3-4%Most compelling individual short idea where we believe risk is very low.
2-3%Standard Excellent Idea, usually will have no more than two or three shorts of this size.
1-2%Solid or even excellent short idea with one or more but certain risk factors to the short thesis might be present, such as high short interest, low float, low market cap, etc.
0% -1%Generally reserved for short ideas utilizing a put option instead of common, where the probability of a good outcome might be low but the magnitude of a positive outcome might be significant to their performance.

Insightful thoughts on portfolio concentration from Zeke

The Reliability Pay-off

  • Portfolio structure is not about reducing volatility, it’s about increasing reliability.
  • You want enough ideas to ensure that your sample size is big enough to reward skill and absorb the occasional bad outcome, bad decisions, bad timing, or bad luck.
  • Adding in a mix of five to ten short ideas further improves reliability.

Maxims Regarding Position Size

  • Your goal should be to get the most value out of your best ideas without risking significant capital loss if you are wrong.
  • Concentration isn’t a constant – it is idea and environment dependent.
  • Your philosophy on selling will determine to some extent how many positions you hold at any one time.
  • The more concentrated you are, the more rigorous you have to be and the more good ideas you have to reject.
  • The more ideas you have, the harder you have to work.
  • Diversification in terms of the valuation factors (Price/earnings or Price/book) also known as Factor diversification can be a good thing as it further diversifies your risk.
  • Sample sizes matter. A certain minimum number of ideas is required to protect good investors from the uncertainty of luck and unexpected bad outcomes.
  • If you can’t sleep well at night, either you don’t own the right stocks or you have a too concentrated portfolio.
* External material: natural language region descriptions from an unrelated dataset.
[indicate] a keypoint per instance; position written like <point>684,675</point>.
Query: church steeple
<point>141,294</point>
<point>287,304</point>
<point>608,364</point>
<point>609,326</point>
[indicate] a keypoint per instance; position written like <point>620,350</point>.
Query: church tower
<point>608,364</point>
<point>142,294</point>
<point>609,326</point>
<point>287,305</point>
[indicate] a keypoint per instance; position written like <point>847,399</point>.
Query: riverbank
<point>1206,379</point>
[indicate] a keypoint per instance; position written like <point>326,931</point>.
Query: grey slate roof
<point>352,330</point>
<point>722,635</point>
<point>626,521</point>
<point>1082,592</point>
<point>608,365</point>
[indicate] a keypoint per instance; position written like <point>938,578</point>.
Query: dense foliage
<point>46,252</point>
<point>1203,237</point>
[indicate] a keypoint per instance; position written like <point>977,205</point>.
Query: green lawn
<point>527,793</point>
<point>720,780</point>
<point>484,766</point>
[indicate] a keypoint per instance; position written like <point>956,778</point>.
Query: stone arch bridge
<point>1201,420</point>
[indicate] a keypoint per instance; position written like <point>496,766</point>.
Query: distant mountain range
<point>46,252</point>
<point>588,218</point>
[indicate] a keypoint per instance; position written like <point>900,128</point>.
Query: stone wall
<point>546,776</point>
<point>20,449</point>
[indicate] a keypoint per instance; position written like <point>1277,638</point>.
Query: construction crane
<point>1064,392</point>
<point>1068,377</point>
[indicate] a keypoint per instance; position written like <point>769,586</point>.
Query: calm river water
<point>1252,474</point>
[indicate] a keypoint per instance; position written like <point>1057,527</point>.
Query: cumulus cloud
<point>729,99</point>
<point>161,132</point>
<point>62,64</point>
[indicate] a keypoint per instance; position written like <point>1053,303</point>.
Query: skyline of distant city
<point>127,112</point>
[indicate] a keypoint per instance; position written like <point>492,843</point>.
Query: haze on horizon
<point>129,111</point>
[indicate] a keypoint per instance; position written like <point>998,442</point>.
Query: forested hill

Practical Questions to Ask Yourself

  • What type of portfolio fits your portfolio and personal risk / stress tolerance?
    • Can you sleep at night if you have -10% months? Or 25-30% peak-to-trough declines?
  • What are your goals?
    • Maximum returns (with the assumption of significant volatility) or satisfactory returns within a small risk profile?
  • How many ideas can you research and maintain?
  • What kind of ideas do you prefer?
  • How stable is your capital base?
    • Are your investors prepared for significant volatility?
    • Do you have safeguards in place to protect your capital from fleeing at the worst possible time?
  • Do you work best alone or do you prefer a team environment?
    • A team is going to generate more ideas than a solo practitioner.

Final Thoughts

Confronted with the challenge to distil the secret of sound investment into three words, we venture the motto, MARGIN OF SAFETY.”

Benjamin Graham, Intelligent Investor


Why a margin of safety important

  • Valuation is an imprecise art
  • The future is unpredictable
  • Having a margin of safety provides protection against bad luck, bad timing, or error in judgement.
  • The principle of “margin of safety” is just as applicable to portfolio construction as it is to individual investment selection.


The positions in my portfolio has more or less had the same weighting. Zeke’s article has however changed my view. Thinking back there was definitely a few companies that deserved a larger position due to their undervaluation and business quality.

I am however still comfortable with my 30 to 50 position portfolio as, in spite of by best efforts and good analysis, I was still wrong on a few investments. This was in spite of what I thought was a high probability winner.

As Zeke mentions above, valuation is an imprecise art and the future is unpredictable.